It is known for picornaviruses and HCV that cholesterol is accumulated at viral RNA replication sites by hijacking the OSBP-mediated cholesterol transport pathway. These viruses utilize the same hijacking strategy, where OSBP is indirectly recruited through binding to PI4P accumulated at viral RNA replication sites (21, 25, 36–38). On the other hand, this study showed that AiV also uses the OSBP-mediated cholesterol transport system to supply cholesterol to the ROs but suggested a different strategy to recruit the system: the newly found protein-protein interactions recruit not only OSBP to PI4P on the RO, but also the components of the system, VAP-A/B and SAC1. For other picornaviruses, such interactions have not been reported. VAP-A/B are reported to be involved in HCV replication (43–46), and HCV NS5A interacts with VAP-A/B; however, the involvement of VAP-A/B in OSBP-mediated cholesterol transport has not been shown for HCV. Direct recruitment of the cholesterol transport system has also been reported for a tombusvirus, tomato bushy stunt virus (TBSV), whose replication protein p33 interacts with OSBP-related proteins and Scs2p VAP protein (47), although involvement of PI4P in viral RNA replication has not been described (47).
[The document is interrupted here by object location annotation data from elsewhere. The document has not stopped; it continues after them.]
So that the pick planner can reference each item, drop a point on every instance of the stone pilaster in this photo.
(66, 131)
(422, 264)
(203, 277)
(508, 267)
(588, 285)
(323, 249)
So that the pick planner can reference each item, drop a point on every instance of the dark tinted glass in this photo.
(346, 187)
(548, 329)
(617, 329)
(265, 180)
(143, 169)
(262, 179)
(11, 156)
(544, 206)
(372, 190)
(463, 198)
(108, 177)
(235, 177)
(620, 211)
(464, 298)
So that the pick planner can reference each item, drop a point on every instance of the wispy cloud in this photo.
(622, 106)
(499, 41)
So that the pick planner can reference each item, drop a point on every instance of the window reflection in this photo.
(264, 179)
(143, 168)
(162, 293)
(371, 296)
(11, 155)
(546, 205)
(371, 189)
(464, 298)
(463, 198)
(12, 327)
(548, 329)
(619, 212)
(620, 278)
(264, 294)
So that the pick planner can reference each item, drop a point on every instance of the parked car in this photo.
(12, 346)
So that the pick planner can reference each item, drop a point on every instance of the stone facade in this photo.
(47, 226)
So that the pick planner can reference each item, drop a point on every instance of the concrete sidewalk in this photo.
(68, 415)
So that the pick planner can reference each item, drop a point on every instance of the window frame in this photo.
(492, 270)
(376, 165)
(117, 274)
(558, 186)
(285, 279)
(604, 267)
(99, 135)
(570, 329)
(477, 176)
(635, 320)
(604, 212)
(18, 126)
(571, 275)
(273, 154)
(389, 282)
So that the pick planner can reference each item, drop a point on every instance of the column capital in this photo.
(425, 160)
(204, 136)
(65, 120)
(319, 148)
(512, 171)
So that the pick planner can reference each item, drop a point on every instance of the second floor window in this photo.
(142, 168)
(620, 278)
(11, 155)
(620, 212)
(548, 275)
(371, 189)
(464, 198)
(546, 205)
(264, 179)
The first notable finding concerning protein-protein interactions is that the 2B-OSBP interaction enables selective recruitment of OSBP, among PI4P-binding proteins, to AiV replication sites. This was indicated by the following results. First, coexpression of OSBP, ACBD3, and 2B resulted in the redistribution of OSBP to the perinuclear region, where ACBD3 and 2B were localized (Fig. 8, bottom). In contrast, similar experiments uncovered the fact that 2C and 3A, for which reciprocal coimmunoprecipitation with OSBP was not detected, could not recruit OSBP to the perinuclear region. Furthermore, another PI4P- and VAP-binding protein, CERT, which did not interact with the viral proteins and ACBD3, was not recruited to the perinuclear region in coexpression with ACBD3 and 2B or 3A (Fig. 9C). Indeed, CERT was not recruited to the AiV ROs (Fig. 9D). In addition, in the AiV polyprotein-expressing cells treated with a PI4KB-specfic inhibitor, OSBP maintained colocalization with the viral proteins (Fig. 7B). Although involvement of PI4P in recruiting OSBP is not excluded, PI4P would be essential as the scaffold of OSBP and as the resource for exchange with cholesterol. PI4P-independent and protein-protein interaction-based recruitment of OSBP to viral RNA replication sites will promote the selective recruitment of OSBP, among PI4P-binding proteins, to PI4P on ROs to facilitate cholesterol accumulation. Protein-protein interaction-based OSBP recruitment has not been reported for other picornaviruses and HCV. In those viruses, the recruitment of OSBP to viral RNA replication sites is dependent on PI4K activity or PI4P (25, 37, 38, 48). The processes for hijacking this cholesterol transport system may be diverse, even among closely related viruses.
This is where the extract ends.